WAFC focuses on debt

THE West Australian Football Commission expects to sign the naming rights to Subiaco Oval within the next 12 months.

Committed to attracting greater revenues, the commission last month started official talks with its two clubs, West Coast Eagles and Fremantle Football Club, to address the issue of annual royalty payments.

According to WAFC chief executive officer Wayne Bradshaw, selling the naming rights to the stadium, for a minimum of $5 million, would significantly help the commission’s goal of reducing its debt.

“We have $34 million owing on the oval. We are looking to reduce the debt by half in the next five years,” Mr Bradshaw said.

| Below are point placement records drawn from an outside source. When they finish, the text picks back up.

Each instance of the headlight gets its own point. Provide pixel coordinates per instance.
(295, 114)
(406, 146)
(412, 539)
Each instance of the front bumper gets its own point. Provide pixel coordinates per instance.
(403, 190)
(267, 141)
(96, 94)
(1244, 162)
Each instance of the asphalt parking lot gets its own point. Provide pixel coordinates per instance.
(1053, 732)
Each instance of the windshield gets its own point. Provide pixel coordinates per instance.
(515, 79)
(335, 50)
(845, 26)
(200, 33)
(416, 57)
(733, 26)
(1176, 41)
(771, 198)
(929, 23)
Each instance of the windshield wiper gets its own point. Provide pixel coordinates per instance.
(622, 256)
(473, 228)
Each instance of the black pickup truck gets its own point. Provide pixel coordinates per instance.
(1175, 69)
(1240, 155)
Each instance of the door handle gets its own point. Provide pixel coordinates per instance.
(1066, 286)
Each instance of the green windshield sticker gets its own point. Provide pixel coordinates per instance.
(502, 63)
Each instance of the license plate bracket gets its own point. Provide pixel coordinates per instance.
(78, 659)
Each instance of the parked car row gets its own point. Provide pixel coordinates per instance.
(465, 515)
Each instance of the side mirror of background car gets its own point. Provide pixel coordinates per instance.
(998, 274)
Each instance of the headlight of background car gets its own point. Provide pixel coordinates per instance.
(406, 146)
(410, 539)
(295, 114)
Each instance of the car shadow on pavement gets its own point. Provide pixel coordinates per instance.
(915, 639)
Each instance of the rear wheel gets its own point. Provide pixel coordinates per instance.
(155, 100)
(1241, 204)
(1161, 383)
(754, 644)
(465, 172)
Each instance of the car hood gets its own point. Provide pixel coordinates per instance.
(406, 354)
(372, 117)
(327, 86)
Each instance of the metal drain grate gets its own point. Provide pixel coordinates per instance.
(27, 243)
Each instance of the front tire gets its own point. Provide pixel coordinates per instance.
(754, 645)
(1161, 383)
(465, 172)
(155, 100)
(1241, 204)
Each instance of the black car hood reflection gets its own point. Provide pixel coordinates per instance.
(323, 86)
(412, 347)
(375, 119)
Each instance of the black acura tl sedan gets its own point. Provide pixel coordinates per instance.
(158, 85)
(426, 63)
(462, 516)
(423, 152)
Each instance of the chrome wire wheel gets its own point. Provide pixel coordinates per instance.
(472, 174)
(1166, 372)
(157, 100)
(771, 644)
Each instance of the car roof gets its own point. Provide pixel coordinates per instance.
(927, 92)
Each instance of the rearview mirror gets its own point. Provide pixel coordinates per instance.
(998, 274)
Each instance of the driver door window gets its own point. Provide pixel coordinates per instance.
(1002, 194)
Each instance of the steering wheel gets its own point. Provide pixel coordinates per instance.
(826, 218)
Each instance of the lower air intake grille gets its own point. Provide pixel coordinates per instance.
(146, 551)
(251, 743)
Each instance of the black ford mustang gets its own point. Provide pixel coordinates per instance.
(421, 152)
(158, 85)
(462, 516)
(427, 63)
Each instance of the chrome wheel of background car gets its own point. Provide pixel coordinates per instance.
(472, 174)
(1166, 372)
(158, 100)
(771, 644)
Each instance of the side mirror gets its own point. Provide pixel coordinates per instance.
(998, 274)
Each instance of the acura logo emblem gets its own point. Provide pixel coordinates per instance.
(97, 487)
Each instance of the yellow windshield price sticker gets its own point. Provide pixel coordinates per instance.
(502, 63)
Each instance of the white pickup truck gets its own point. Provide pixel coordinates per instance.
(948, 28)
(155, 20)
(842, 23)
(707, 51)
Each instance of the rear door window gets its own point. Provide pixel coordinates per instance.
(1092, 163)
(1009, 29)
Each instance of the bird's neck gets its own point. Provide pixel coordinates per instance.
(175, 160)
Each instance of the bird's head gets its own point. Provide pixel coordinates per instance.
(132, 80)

The State Government contributes $1.5 million in annual payments while the WAFC pays about $2.8 million, largely interest payments.

Mr Bradshaw said the organisation was in discussion with a number of potential sponsors and the City of Subiaco.

The City of Subiaco refused permission for external signage on Subiaco Oval when Crazy John’s recently offered the WAFC $5.5 million for naming rights to the facility.

“Crazy Johns is no longer interested and we are now looking for new sponsors. The council was an impediment but we are in discussions and we are looking to proceed,” Mr Bradshaw said.

The commission also is looking to secure a deal with the football clubs whereby a fixed price system is implemented rather than the current percentage-of-profit arrangement.

“Eighty per cent of West Coast’s profit comes to the commission and they pay rent,” he said.

“Fremantle will pay 80 per cent of profits in 2005 but they are paying rent.  We are in discussions so that we have a fixed revenue stream.”

WCE chief executive Trevor Nisbett said he was keen to have a fixed payment system.

 “If we have a surplus of $2.7 million about $2 million of that goes to the commission, plus we pay rent, which is in excess of $2.5 million a year,” he said.

“We would like a sum we could pay on an annual basis that includes rent and that would lower the amount we have to pay. By having a fixed cost it gives us an incentive to make money for the club.

“It is important to us because if you’re competing with 15 other clubs such as Collingwood, which has a capacity to make $2 million, and Essendon with $2 million a year, they can buy the best coaches and they can go to Queensland for a four-day training stint.”

FFC chief executive Cameron Schwab was undecided on what structure would best suit the club.

“Once we have a better understanding of the profitability of the football club we will be able to decide that. It is very early days for us yet and we don’t know how far profits could go,” he told WA Business News.